Surge Mi Noche Triste por la misma época en que el malevo en estado puro comienza a extinguirse. Los valores ya son otros y se prefiere alardear una pena íntima, no un firulete cometido en un bailongo del Bajo ni una muesca nueva en el mango de un facón. No obstante este progreso, la soberbia siguió viva, con el desenfado corregido y atenuado por influencia de las nuevas generaciones.

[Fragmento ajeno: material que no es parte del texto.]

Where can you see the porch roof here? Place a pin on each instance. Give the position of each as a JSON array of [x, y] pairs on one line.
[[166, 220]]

El compadrito vanidoso aparecerá de modo aislado y ya nadie podrá tomarlo en serio; un sujeto que pide respeto y menta sus caprichos se volverá intolerable. Se darán formas de soberbia más sutiles; los personajes deberán presumir por motivos morales o correrán peligro de que la soberbia se invierta y sea el oyente quien se sienta superior y lo demuestre. De hecho, a partir de 1920 decir “soy (o hago, o tengo) lo mejor” se admite sin reproche de anacronismo únicamente en tangos como Primero Yo, algunos pasajes de Barajando, tal vez Contramarca, y otros en donde la ponderación de las virtudes propias tiene un fin aleccionador. Se descalifica al otro contraponiendo las habilidades particulares, con actitud docente. En la Guardia Vieja también quería enseñarse algo, pero con menos método: como mucho, se proponía la imitación.

¿Puede considerarse a la soberbia como un tema del tango? Más bien, es una cualidad observada en sus actores. En Así se Baila el Tango el danzarín peca por soberbio, pero el tema es el baile; en El Nene del Abasto el facineroso también es soberbio, pero se trata de un catálogo delictivo.

Al transformarse en una música recóndita, el tango le dijo adiós a la exageración de las prendas propias. Fue más común que los arrogantes fueran señalados con un jocoso dedo acusador, al estilo de Mascarón de Proa o de Qué Careta. Salvo excepciones como las de líneas arriba, la soberbia quedó para ser castigada. Era el triunfo ético de ir a menos.

En el tango perduran muchas faltas (traiciones, olvidos...), pero no la altanería. ¡Fugaz gloria la de aquellos canfinfleros, que vivían satisfechos de sí mismos y lo pregonaban!